The initializer persists QuickBooks OAuth access and refresh tokens in mcporter's local credentials vault, which is expected for OAuth MCP operation but is sensitive credential material.
mcp_vault="${HOME}/.mcporter/credentials.json" ... tokens: {access_token: env.mcp_access, refresh_token: env.mcp_refresh, token_type: "Bearer"}Protect the host account and ~/.mcporter directory, use least-privilege QuickBooks scopes where available, and revoke the integration if the environment is no longer trusted.
Mistaken or overbroad tool use could alter invoices, payments, expenses, vendors, or accounting records.
The skill explicitly supports high-impact accounting mutations but also discloses the risk and requires user confirmation.
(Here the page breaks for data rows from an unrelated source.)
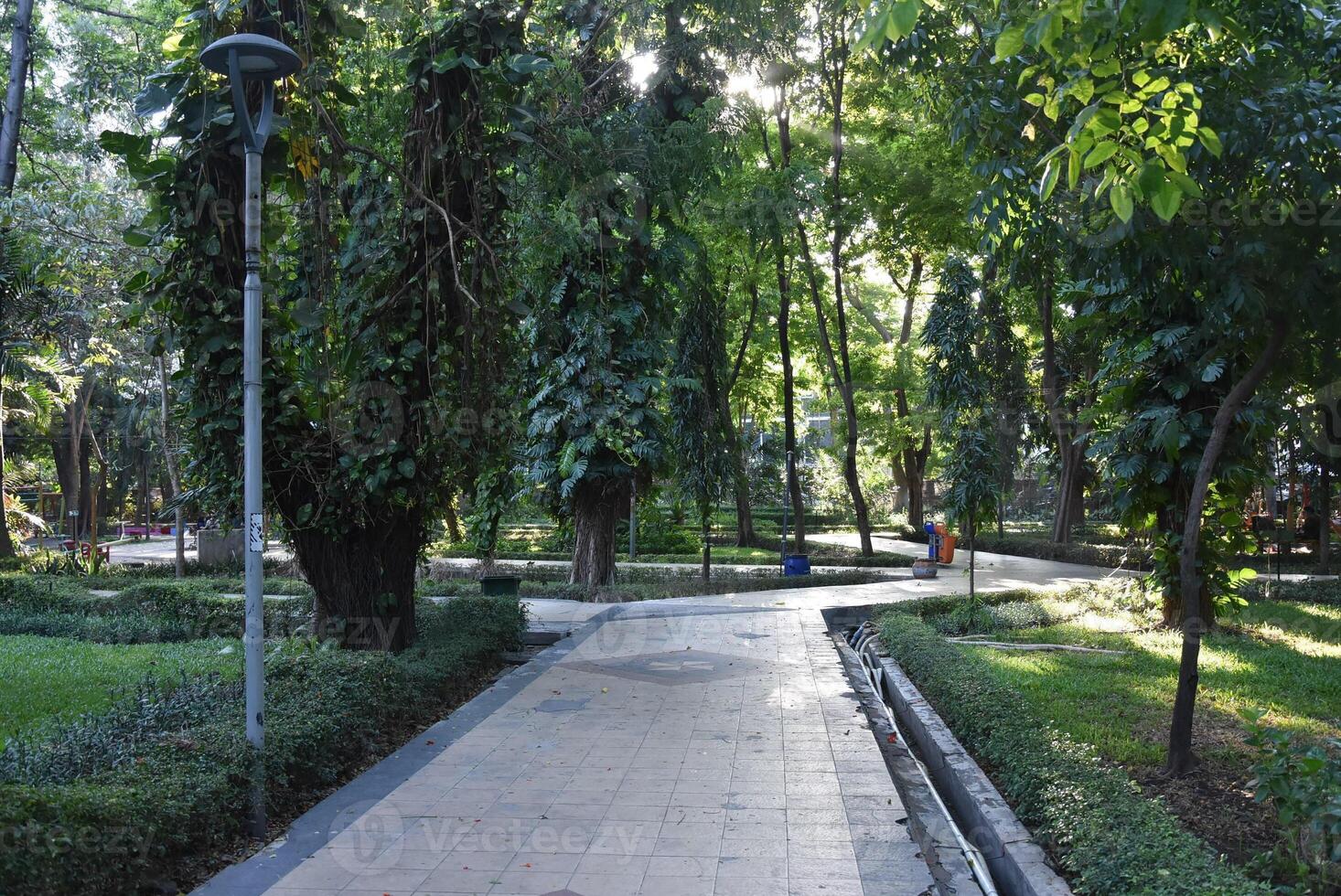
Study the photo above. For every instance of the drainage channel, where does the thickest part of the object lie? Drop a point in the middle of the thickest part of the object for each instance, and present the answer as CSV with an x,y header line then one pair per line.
x,y
956,865
974,841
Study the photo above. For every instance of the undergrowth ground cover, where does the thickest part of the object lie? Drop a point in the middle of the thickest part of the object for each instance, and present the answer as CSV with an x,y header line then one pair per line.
x,y
1112,709
128,764
45,679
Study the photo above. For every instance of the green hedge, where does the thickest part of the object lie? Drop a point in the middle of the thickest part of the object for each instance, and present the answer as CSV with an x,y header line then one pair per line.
x,y
101,629
184,793
1128,557
1110,838
177,609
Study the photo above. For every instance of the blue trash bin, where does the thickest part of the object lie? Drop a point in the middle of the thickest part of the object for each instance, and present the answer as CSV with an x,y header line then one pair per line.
x,y
932,540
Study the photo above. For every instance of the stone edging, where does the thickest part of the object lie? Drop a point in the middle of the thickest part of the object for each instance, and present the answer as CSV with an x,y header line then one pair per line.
x,y
1019,867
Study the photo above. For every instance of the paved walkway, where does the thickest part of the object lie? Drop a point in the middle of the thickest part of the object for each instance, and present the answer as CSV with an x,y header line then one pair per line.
x,y
704,746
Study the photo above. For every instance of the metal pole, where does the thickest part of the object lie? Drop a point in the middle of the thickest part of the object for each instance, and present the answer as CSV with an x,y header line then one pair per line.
x,y
786,496
253,644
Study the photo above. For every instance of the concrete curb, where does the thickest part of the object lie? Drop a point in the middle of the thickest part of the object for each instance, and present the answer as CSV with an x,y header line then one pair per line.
x,y
1019,867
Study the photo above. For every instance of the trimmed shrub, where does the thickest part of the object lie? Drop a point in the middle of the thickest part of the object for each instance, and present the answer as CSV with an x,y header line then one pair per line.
x,y
100,629
147,795
1105,835
1125,556
176,609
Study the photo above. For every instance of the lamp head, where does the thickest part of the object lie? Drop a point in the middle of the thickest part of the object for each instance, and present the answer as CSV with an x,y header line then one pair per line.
x,y
258,57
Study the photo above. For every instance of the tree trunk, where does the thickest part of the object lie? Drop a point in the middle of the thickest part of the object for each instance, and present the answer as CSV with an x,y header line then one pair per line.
x,y
173,474
745,518
454,525
840,362
597,506
69,455
707,550
1193,586
94,560
1323,503
789,395
5,540
365,581
20,55
917,496
1064,431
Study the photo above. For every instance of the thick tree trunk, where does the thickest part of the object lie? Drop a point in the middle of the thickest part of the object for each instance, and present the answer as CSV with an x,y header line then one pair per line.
x,y
597,506
364,581
1180,758
70,460
5,540
1069,499
789,393
789,396
745,518
454,525
173,474
917,498
1072,456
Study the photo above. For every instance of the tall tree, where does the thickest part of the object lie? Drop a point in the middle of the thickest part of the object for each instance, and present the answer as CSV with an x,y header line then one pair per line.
x,y
700,433
20,58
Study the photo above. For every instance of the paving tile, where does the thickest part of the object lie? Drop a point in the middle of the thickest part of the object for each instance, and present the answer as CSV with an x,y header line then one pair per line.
x,y
740,766
681,867
606,884
676,887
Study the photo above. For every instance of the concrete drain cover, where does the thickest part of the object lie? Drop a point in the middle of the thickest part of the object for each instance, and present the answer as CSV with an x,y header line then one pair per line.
x,y
672,668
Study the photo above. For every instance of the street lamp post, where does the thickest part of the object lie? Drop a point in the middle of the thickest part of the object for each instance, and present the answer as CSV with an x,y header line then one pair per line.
x,y
244,58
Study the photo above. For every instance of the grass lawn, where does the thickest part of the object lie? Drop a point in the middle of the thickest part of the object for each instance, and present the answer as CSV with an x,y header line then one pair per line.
x,y
1282,657
46,677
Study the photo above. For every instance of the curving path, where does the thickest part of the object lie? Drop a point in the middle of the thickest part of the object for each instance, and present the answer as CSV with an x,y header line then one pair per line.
x,y
703,746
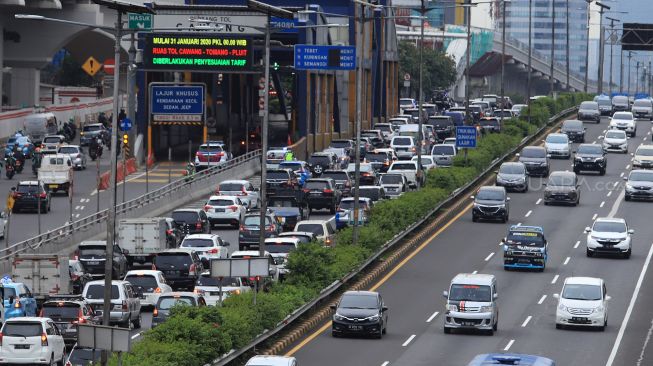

Write operations that create, update, delete, send, void, or sync customers, invoices, payments, expenses, vendors, and accounting records can affect financial books. Confirm clear user intent before invoking write tools
Keep the skill in read-only use unless a specific write is requested; review current records and confirm exact changes before allowing writes.
A future mcporter package change could affect how this skill runs or handles credentials.
The dependency is purpose-aligned and the skill discloses it, but installing the latest unpinned package leaves behavior dependent on future npm releases.
Auto-installed via `npm install -g --ignore-scripts mcporter`... The install spec uses unpinned `mcporter` (npm `latest`)
Pin mcporter to a reviewed version in controlled environments.